For decades, it has irked those subject to the Foreign Corrupt Practices Act (FCPA) that those who demanded payments appeared to escape the crushing consequences. The FCPA was first enacted by Congress in 1977 to combat the wide-ranging corruption that was seen as unsettling free-markets and hindering democratic stability. Foreign Corrupt Practices Act of 1977, 15 U.S.C. §§78dd-1, et seq; see also U.S. Department of Justice and Securities and Exchange Commission, A Resource Guide to the U.S. Foreign Corrupt Practices Act (Second Edition). The law prohibits U.S. companies, persons and issuers as well as foreign persons and businesses acting within the U.S. territory from making or promising anything of value to foreign officials to obtain or retain business or an improper business advantage.
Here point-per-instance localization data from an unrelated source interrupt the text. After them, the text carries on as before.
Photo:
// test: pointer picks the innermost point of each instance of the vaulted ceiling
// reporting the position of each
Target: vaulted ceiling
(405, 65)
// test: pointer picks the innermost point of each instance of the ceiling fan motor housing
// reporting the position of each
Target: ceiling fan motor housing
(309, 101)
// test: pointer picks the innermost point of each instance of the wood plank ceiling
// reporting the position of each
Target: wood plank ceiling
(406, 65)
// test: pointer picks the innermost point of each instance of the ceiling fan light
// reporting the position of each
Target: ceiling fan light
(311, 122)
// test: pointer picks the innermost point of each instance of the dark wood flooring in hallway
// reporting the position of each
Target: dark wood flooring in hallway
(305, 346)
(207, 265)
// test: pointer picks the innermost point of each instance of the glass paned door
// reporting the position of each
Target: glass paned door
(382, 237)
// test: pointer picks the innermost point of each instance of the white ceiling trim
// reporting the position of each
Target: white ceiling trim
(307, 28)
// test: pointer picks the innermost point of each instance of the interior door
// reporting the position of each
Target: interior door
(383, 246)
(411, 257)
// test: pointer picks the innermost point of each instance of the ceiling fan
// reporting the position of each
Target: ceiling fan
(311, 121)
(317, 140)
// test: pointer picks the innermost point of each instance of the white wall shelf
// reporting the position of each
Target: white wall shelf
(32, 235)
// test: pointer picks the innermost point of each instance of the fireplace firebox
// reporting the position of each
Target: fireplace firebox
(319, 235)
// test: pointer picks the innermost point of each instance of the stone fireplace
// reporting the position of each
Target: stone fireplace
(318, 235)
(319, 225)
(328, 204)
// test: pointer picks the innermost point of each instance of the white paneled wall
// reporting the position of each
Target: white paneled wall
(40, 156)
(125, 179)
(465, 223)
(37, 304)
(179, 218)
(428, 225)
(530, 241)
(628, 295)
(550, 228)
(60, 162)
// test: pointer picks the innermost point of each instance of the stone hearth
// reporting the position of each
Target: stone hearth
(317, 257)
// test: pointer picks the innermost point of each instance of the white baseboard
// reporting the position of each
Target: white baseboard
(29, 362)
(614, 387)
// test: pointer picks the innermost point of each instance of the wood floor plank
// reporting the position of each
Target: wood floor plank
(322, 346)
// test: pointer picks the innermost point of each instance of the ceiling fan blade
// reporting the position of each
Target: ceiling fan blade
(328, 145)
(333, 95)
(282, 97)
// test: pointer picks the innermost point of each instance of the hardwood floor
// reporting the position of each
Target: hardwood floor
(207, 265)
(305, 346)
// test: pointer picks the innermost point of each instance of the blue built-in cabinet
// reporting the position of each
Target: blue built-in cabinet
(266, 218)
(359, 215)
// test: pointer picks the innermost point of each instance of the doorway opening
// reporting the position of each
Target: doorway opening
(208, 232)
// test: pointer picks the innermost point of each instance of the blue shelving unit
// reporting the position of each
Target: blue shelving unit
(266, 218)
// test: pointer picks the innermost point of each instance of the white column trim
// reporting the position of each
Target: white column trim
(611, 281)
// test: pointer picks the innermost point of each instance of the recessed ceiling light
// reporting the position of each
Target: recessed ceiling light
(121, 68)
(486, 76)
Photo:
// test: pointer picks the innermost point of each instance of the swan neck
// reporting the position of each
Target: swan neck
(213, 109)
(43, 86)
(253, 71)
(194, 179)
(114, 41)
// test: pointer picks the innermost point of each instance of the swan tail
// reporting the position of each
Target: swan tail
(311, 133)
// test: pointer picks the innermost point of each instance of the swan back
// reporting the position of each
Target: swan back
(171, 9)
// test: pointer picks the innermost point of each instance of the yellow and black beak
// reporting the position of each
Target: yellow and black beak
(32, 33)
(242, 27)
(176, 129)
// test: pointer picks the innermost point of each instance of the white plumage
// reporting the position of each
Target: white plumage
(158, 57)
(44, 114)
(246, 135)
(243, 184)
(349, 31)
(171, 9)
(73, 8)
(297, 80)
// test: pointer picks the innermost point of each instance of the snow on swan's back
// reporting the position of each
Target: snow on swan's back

Yet the FCPA has one significant limiting factor: it only reaches the supply side of bribes to foreign officials.

By leaving the demand-side of bribes unaddressed, U.S. prosecutors were forced to resort to more creative devices to pursue a foreign official for bribery, which was unusual but not unheard of. U.S. prosecutors often relied on traditional criminal statutes, such as money laundering or conspiracy, which often presented challenges such as the need to establish a U.S. nexus. Perhaps given these challenges, prosecution of foreign officials was less common than prosecution of the companies paying bribes.